M. Perfectly. ‘Shelter-pit for the Orf’cer’s charger,’ as they say in the Line.
G. And I have everything to my hand to make it so. I’m sick of the strain and the worry for their sakes out here; and there isn’t a single real difficulty to prevent my dropping it altogether. It’ll only cost me – Jack, I hope you’ll never know the shame that I’ve been going through for the past six months.
M. Hold on there! I don’t wish to be told. Every man has his moods and tenses sometimes.
G. (Laughing bitterly.) Has he? What do you call craning over to see where your near-fore lands?
M. In my case it means that I have been on the Considerable Bend, and have come to parade with a Head and a Hand. It passes in three strides.
G. (Lowering voice.) It never passes with me, Jack. I’m always thinking about it. Phil Gadsby funking a fall on parade! Sweet picture, isn’t it! Draw it for me.
M. (Gravely.) Heaven forbid! A man like you can’t be as bad as that. A fall is no nice thing, but one never gives it a thought.
G. Doesn’t one?
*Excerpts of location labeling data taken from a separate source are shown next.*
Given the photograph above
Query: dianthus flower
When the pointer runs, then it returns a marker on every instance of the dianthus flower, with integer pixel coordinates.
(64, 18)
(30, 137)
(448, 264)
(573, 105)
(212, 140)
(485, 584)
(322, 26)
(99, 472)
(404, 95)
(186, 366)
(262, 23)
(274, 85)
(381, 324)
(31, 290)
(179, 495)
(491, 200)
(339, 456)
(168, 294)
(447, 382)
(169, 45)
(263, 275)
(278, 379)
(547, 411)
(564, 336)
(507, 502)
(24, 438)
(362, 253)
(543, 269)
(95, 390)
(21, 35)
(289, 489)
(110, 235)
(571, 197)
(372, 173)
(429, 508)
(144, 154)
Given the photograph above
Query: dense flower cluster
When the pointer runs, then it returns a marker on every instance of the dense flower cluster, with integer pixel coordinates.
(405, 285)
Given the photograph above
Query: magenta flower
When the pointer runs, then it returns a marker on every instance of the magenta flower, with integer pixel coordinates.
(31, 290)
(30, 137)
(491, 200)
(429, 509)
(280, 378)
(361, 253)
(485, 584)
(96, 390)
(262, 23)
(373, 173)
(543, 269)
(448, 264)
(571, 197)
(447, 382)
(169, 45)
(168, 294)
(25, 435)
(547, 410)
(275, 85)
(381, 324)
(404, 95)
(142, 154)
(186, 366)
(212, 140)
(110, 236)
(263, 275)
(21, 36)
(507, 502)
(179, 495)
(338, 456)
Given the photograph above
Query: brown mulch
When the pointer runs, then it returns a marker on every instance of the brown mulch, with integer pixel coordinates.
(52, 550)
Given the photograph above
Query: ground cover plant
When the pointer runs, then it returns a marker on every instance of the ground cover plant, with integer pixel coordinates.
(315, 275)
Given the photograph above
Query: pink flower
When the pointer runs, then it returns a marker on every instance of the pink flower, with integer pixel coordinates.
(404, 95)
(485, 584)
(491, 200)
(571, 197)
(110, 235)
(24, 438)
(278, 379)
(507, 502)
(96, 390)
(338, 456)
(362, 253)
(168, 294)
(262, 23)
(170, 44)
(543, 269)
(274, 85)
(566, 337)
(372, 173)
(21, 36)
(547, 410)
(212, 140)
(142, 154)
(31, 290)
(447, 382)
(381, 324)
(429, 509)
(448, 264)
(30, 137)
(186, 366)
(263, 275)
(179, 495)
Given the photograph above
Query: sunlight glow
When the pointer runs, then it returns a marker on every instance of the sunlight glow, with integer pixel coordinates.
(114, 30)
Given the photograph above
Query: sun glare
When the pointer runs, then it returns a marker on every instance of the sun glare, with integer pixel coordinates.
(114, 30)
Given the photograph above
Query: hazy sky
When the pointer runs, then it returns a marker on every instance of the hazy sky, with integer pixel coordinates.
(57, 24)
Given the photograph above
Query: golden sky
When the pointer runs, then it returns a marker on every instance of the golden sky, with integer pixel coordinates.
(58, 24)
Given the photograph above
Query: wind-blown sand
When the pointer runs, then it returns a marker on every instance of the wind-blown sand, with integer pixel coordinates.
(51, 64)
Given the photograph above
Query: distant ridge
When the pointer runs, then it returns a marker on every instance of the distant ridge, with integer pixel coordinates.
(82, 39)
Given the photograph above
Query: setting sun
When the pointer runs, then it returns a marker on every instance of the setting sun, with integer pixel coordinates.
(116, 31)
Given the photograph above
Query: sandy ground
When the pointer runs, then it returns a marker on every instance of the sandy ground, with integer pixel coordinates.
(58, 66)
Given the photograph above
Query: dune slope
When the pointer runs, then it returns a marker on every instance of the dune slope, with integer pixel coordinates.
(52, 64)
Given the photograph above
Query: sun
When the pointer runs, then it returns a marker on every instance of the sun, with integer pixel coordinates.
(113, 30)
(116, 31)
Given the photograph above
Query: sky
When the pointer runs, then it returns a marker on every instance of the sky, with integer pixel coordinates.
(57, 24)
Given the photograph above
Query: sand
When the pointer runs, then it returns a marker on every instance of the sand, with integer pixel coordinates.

Wait till you’ve got a wife and a youngster of your own, and then you’ll know how the roar of the squadron behind you turns you cold all up the back.
M. (Aside.) And this man led at Amdheran after Bagal-Deasin went under, and we were all mixed up together, and he came out of the show dripping like a butcher. (Aloud.) Skittles! The men can always open out, and you can always pick your way more or less. We haven’t the dust to bother us, as the men have, and whoever heard of a horse stepping on a man?